Sorry for the late response, have you managed to get issue resolved? Thanks

Hai Kayccc, No we are not yet fixed. After start-stop the video channel we are not getting any interrupt from MpSoC so there is no issue on there.

Is there any patch that i need to add in PCie?? Please help us to fix it.

Hi,

I think this spurious interrupts caused by PCIe legacy IRQ. In the next boot as soon as controller is initialized maybe endpoint send Assert INTA message because PCIe MSI is not yet enabled. Since endpoint driver is not yet binded, it caused spurious interrupts. In the hard reset case, power is cutoff to the endpoint, so you are not seeing this issue.
Please debug from this point of view and see if endpoint is sending Assert INTA.
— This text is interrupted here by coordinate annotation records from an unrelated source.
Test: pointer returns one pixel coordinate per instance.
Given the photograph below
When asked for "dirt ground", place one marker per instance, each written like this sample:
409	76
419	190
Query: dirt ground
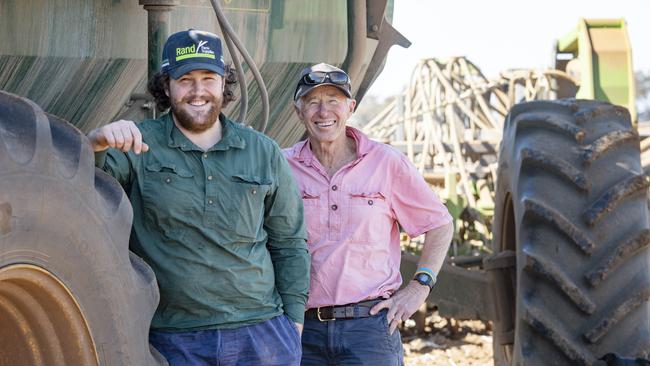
455	343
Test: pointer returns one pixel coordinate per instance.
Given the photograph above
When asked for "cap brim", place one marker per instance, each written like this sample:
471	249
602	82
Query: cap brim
184	69
305	89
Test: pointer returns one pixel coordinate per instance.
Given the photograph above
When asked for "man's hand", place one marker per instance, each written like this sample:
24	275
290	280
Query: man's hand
403	304
122	135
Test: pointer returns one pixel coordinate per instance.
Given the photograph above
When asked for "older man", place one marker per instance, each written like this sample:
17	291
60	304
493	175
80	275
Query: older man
216	215
357	194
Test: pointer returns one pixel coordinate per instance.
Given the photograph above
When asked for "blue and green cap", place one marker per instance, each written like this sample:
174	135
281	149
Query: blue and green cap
192	50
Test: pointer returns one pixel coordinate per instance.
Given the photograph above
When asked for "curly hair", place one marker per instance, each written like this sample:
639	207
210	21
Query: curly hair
160	81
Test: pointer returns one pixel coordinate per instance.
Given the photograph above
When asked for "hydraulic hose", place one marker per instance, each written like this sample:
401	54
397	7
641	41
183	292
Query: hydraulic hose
231	37
243	102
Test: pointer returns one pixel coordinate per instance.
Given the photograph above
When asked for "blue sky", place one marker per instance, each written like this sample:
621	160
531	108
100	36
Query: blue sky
499	34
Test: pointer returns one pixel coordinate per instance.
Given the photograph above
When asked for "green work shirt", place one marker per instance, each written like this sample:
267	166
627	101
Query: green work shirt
223	229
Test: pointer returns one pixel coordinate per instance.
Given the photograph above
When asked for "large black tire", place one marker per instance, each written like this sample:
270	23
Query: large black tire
71	293
571	203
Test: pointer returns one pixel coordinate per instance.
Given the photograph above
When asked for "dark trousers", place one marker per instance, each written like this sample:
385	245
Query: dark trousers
273	342
360	341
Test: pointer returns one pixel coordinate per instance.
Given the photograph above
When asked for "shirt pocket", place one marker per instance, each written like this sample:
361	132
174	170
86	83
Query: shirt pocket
246	203
368	214
167	192
312	203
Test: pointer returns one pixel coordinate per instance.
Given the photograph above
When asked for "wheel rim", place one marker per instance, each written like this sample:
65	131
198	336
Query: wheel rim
40	321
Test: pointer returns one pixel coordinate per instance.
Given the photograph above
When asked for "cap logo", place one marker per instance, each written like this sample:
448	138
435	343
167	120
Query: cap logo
193	51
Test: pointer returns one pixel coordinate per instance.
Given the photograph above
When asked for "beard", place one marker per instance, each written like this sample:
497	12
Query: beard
193	121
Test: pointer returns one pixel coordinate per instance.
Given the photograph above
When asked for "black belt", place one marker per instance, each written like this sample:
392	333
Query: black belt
350	311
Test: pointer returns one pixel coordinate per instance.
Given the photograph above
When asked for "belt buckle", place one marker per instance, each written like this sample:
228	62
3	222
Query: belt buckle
321	319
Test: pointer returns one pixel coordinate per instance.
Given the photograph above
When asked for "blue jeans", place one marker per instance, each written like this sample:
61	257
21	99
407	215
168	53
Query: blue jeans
272	342
360	341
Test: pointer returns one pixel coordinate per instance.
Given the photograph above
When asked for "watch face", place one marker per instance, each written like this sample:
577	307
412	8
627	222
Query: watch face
424	279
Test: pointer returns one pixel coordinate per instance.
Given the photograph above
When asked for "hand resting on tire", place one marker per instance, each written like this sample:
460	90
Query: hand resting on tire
123	135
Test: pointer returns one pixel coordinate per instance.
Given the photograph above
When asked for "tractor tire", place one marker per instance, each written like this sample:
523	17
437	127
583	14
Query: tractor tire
71	292
571	213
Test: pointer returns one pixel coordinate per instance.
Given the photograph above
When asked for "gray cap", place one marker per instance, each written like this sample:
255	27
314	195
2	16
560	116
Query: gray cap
305	86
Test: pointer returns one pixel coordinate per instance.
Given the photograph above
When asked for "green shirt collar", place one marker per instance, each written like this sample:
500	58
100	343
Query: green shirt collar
230	137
From Tegra you can forcefully disable INTX completely since you are using MSI, but this is not recommended solution. You can clear this bit as part of PCIe controller initialization in file: kernel/nvidia/drivers/pci/dwc/pcie-tegra.c, func: tegra_pcie_enable_legacy_interrupts()
val |= APPL_INTR_EN_L1_8_INTX_EN; → remove this line
Note: This change will impact all controllers, if you have other endpoint which are using legacy interrupt then it work. In that case you have add condition logic, based on domain number or DT entry.

Thanks,
Manikanta

This topic was automatically closed 14 days after the last reply. New replies are no longer allowed.